Sam retiró la mano y ponderó la muestra de vulnerabilidad de Meagan. Se habían comunicado en numerosas ocasiones durante el último año por medio de correos electrónicos. Sam creía estar hablando con un hombre llamado Jimmy Foddrell. Por el contrario, al otro lado de la red se encontraba una misteriosa mujer. Volviendo la vista atrás, Meagan le había tendido la mano en algunos de aquellos mensajes. Nunca de aquella manera, pero lo suficiente para que Sam sintiera una conexión.

Meagan enfocó los pasillos con su linterna.

—Al final de esos pasadizos se encuentran las catacumbas. Allí se amontonan los huesos de seis millones de personas. ¿Has estado alguna vez allí?

Sam negó con la cabeza.

—Estos dibujos —explicó Meagan— fueron hechos por gente corriente, pero son un ensayo histórico. Aquí, los muros están cubiertos de pinturas a lo largo de kilómetros y kilómetros. Muestran la vida y la época de la gente, sus miedos y supersticiones. Son un archivo completo —Meagan hizo una pausa—. Sam, tenemos la oportunidad de hacer algo real, algo que podría cambiar las cosas.

Se parecían mucho. Ambos vivían en un mundo virtual de paranoia y especulación y tenían buenas intenciones.

—Pues hagámoslo —dijo él.

Meagan se echó a reír.

—Ojalá fuese tan sencillo. Tengo un mal presentimiento con todo esto.

La joven parecía sacar fuerzas de aquel espectáculo subterráneo. Quizá cierta sabiduría, también.

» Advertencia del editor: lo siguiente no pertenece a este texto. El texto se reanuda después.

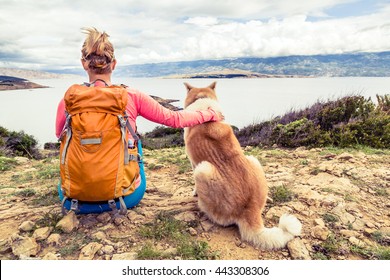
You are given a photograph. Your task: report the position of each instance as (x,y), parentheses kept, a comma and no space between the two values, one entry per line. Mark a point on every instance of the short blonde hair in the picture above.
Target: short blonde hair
(97,50)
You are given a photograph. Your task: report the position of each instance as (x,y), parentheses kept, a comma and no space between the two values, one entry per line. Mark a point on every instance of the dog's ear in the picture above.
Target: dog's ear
(188,86)
(212,86)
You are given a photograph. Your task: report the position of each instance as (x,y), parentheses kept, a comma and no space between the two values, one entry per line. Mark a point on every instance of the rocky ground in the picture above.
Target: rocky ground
(340,196)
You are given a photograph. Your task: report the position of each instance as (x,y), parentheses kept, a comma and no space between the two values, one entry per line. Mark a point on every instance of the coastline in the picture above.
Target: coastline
(14,83)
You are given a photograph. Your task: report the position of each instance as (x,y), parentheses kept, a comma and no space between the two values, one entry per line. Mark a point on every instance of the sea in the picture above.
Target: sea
(243,101)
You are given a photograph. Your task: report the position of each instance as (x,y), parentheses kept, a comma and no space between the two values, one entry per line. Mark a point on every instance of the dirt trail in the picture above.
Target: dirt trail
(341,198)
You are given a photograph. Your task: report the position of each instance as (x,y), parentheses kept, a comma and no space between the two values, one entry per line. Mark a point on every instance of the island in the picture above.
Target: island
(229,74)
(13,83)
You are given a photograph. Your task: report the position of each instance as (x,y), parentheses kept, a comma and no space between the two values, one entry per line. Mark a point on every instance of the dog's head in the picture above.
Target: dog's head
(194,93)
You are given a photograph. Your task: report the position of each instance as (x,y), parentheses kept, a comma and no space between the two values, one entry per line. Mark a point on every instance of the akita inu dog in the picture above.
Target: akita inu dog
(230,186)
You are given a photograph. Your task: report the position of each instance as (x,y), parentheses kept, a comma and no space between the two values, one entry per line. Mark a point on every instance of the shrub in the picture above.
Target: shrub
(18,144)
(346,122)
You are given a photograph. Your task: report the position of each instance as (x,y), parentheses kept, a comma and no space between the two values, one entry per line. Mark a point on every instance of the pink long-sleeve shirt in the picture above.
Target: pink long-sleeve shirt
(141,104)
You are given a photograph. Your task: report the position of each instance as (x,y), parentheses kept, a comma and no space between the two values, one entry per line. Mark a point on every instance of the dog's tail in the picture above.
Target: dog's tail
(272,238)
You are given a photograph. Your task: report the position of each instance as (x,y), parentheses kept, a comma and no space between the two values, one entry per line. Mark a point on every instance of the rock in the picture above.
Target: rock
(187,216)
(170,252)
(331,200)
(50,256)
(68,223)
(89,222)
(21,160)
(192,231)
(104,217)
(298,250)
(354,241)
(206,225)
(370,225)
(54,239)
(319,222)
(125,256)
(348,233)
(26,226)
(23,247)
(120,220)
(100,235)
(41,233)
(134,217)
(276,212)
(5,246)
(320,232)
(108,249)
(345,157)
(88,251)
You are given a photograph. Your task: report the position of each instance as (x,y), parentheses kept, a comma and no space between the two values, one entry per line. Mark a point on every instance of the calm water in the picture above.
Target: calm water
(244,101)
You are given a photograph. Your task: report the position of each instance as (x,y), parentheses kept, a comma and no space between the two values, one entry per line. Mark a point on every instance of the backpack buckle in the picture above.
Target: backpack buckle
(74,205)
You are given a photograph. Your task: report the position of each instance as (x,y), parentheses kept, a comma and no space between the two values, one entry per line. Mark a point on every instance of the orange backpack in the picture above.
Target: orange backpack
(98,160)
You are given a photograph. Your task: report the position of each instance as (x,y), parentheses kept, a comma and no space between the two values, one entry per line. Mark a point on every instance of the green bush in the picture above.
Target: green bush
(346,122)
(18,144)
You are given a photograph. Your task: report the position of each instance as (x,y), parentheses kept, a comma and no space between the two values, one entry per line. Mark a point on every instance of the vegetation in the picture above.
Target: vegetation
(346,122)
(173,232)
(14,143)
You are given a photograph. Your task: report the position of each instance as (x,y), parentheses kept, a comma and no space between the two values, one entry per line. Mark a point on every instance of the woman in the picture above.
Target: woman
(98,61)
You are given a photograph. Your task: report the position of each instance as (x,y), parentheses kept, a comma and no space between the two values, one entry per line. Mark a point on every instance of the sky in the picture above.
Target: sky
(47,35)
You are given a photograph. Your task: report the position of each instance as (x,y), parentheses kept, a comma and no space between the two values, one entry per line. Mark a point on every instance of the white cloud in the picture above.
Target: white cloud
(47,34)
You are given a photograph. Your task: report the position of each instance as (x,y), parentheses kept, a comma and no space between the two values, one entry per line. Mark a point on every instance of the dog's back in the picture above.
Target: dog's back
(231,187)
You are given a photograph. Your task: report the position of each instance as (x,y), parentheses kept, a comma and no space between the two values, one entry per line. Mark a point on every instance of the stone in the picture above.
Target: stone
(50,256)
(24,247)
(320,232)
(100,235)
(88,251)
(187,216)
(192,231)
(370,225)
(348,233)
(319,222)
(104,217)
(68,223)
(54,239)
(125,256)
(26,226)
(42,233)
(21,160)
(206,225)
(354,241)
(5,246)
(298,250)
(345,157)
(108,249)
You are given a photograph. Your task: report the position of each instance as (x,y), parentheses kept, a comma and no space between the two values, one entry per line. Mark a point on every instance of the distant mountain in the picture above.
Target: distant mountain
(334,65)
(32,74)
(337,65)
(13,83)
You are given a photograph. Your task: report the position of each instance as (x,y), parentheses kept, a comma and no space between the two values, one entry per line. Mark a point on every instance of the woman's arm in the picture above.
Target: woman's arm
(60,118)
(150,109)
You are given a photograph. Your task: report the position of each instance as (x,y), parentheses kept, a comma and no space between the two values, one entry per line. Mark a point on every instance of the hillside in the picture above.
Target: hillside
(13,83)
(340,196)
(337,65)
(331,65)
(32,74)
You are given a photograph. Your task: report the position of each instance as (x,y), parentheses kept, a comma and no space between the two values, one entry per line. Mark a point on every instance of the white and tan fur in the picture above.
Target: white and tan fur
(230,186)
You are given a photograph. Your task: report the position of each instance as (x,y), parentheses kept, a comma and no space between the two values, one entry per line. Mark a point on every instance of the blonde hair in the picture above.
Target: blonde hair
(97,50)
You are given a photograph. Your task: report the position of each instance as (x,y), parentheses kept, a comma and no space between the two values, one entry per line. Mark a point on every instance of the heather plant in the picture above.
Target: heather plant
(346,122)
(14,143)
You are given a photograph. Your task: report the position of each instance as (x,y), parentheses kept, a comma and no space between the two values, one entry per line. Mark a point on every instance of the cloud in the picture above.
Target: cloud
(46,34)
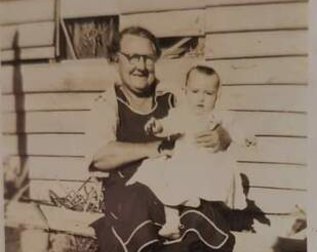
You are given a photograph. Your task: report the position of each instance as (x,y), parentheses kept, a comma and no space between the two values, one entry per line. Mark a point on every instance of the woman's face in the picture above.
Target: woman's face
(136,62)
(201,92)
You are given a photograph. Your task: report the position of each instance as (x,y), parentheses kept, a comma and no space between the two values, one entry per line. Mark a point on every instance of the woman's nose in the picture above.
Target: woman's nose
(141,63)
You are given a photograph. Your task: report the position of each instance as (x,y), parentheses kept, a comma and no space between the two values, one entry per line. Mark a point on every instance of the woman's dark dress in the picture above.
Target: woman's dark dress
(133,214)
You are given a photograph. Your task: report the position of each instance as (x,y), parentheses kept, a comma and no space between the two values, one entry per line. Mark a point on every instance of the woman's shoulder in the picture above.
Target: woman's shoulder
(166,97)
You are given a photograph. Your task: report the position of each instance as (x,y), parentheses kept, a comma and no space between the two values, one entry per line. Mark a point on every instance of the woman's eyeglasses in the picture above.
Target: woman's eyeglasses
(134,59)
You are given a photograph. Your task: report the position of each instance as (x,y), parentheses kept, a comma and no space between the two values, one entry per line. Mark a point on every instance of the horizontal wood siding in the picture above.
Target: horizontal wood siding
(97,75)
(27,35)
(258,47)
(169,23)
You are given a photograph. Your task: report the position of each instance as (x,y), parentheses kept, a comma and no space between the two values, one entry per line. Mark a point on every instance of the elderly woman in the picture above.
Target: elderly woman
(118,144)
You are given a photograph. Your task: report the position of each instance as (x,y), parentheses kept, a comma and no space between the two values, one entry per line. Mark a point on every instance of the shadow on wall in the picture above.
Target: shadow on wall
(18,170)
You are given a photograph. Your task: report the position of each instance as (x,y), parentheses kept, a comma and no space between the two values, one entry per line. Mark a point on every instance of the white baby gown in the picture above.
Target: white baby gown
(191,172)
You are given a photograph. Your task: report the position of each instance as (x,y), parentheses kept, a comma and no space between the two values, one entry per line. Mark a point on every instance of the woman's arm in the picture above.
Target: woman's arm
(114,154)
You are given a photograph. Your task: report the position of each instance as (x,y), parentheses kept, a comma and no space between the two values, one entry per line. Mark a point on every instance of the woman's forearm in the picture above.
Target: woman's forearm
(116,154)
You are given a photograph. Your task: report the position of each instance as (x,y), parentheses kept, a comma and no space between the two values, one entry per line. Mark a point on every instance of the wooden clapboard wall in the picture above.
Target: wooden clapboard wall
(257,46)
(27,29)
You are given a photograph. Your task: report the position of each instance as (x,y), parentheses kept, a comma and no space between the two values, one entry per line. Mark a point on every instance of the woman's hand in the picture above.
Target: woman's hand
(153,127)
(216,139)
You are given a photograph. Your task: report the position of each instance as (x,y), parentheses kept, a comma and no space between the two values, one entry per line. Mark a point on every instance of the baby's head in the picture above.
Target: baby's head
(201,89)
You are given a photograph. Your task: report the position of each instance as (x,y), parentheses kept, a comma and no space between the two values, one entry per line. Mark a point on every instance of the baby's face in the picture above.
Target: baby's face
(201,92)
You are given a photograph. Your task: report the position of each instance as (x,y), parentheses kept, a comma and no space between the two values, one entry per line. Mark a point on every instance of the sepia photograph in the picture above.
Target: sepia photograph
(155,125)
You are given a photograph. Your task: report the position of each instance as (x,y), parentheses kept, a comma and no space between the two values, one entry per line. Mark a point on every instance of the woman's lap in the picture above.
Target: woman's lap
(133,216)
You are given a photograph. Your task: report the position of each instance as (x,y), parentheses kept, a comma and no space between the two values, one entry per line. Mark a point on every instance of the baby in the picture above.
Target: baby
(192,173)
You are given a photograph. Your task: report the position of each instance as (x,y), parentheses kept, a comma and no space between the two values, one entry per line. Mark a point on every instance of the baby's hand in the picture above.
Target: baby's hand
(153,127)
(250,141)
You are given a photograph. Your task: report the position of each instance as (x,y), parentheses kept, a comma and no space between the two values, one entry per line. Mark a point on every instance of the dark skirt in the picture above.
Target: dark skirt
(133,216)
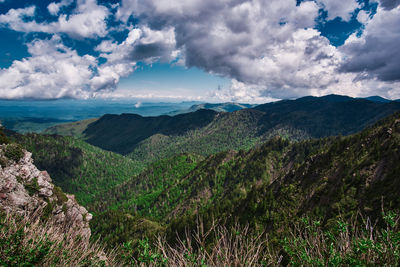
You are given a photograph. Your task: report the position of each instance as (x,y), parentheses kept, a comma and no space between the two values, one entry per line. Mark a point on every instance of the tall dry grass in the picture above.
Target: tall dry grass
(28,242)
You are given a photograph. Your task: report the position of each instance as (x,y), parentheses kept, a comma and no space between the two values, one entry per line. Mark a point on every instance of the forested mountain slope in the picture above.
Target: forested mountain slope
(78,167)
(206,132)
(272,186)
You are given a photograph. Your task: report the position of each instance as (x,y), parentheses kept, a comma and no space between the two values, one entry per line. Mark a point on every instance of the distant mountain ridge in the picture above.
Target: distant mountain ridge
(206,131)
(220,107)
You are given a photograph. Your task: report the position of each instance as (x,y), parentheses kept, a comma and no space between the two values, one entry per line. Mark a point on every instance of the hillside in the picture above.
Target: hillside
(270,187)
(327,181)
(120,133)
(325,116)
(291,191)
(219,107)
(69,129)
(77,167)
(207,132)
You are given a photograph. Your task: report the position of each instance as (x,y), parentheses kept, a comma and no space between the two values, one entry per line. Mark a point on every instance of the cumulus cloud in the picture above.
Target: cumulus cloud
(53,71)
(56,71)
(88,20)
(54,7)
(375,54)
(389,4)
(339,8)
(269,48)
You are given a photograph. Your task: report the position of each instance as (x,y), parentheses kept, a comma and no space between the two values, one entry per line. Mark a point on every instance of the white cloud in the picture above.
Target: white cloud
(87,21)
(53,71)
(56,71)
(339,8)
(375,54)
(54,7)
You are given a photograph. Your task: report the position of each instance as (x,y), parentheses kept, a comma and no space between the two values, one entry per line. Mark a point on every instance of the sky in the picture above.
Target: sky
(205,50)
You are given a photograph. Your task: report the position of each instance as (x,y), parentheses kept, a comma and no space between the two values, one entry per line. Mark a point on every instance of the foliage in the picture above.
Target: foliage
(32,187)
(27,242)
(3,138)
(14,152)
(77,167)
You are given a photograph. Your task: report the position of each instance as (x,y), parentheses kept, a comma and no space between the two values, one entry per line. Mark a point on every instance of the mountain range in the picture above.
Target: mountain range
(300,171)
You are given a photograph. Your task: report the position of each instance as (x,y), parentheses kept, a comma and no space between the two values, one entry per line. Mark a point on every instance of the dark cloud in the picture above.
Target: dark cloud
(376,53)
(389,4)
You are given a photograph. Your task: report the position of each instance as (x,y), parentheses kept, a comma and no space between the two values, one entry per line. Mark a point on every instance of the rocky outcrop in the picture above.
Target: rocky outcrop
(26,191)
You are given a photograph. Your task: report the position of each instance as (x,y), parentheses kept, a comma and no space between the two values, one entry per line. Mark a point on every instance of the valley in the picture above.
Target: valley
(323,159)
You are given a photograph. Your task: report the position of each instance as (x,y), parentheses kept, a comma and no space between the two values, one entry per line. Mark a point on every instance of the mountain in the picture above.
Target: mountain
(377,99)
(40,225)
(220,107)
(76,166)
(120,133)
(314,191)
(269,187)
(69,129)
(205,131)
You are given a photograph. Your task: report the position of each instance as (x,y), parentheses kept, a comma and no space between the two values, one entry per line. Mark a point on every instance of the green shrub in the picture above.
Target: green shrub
(61,197)
(3,138)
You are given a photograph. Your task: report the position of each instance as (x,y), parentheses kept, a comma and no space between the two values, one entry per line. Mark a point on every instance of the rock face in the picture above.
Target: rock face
(25,190)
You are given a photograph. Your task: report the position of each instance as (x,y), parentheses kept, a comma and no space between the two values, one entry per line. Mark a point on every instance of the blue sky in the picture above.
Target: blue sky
(228,50)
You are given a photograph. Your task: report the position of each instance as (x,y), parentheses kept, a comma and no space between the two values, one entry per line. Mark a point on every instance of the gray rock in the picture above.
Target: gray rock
(16,177)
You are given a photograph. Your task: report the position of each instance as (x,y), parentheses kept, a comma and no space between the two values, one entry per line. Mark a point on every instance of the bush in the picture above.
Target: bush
(32,187)
(27,242)
(3,138)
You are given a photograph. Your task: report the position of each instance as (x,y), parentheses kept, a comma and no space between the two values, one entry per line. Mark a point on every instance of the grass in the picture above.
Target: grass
(25,241)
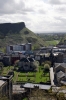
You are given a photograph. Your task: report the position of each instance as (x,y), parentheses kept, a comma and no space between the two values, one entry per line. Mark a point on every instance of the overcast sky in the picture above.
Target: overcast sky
(38,15)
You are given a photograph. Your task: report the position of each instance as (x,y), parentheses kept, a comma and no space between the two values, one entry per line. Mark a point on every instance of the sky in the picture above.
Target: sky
(39,15)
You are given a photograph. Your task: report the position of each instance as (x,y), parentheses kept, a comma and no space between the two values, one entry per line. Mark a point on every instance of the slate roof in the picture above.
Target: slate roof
(31,85)
(60,64)
(24,60)
(60,74)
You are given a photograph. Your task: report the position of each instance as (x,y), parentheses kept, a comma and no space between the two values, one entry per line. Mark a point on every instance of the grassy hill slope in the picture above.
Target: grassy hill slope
(24,35)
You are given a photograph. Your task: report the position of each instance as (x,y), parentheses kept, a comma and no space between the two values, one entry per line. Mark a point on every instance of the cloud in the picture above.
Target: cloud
(38,15)
(55,2)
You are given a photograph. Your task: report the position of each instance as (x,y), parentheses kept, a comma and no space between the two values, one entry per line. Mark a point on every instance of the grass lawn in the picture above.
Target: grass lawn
(34,77)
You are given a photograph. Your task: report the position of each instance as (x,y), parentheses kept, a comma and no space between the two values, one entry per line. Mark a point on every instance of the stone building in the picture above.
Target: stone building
(60,73)
(6,86)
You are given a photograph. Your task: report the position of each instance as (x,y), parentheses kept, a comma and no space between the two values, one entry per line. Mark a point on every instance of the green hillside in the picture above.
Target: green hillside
(23,35)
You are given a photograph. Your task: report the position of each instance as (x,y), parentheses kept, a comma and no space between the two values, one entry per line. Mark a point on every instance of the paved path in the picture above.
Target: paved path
(52,76)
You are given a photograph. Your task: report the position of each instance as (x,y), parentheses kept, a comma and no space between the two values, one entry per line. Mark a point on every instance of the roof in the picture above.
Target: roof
(1,82)
(60,74)
(25,59)
(31,85)
(18,89)
(31,59)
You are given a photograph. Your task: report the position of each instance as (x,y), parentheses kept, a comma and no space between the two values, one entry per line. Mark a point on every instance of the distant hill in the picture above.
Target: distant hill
(17,33)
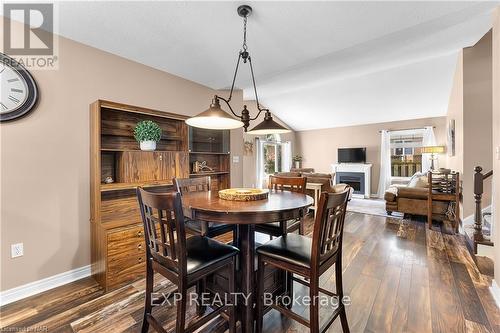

—¿Te importaría explicarme eso?

—La verdad es que no puedo. Es solo una intuición.

Ella se acercó a escasos centímetros de él.

—¿Sabías que un beso acorta la vida tres minutos?

Sam reflexionó sobre su extraña pregunta y luego negó con la cabeza.

—Un beso en la mejilla, no. Un beso de verdad, con ganas, provoca palpitaciones hasta el punto de que el corazón late más rápido en cuatro segundos de lo que lo haría en tres minutos.

—¿En serio?

—Lo dice un estudio. Caray, Sam, hay estudios para todo. Cuatrocientos ochenta besos, de los de verdad, acortan la vida de una persona un día. Dos mil trescientos te cuestan una semana. ¿Y ciento veinte mil? Un año perdido.

Meagan se acercó todavía más.

Sam sonrió.

—¿Qué quieres decir con eso?

—Puedo prescindir de tres minutos de mi vida si tú también puedes.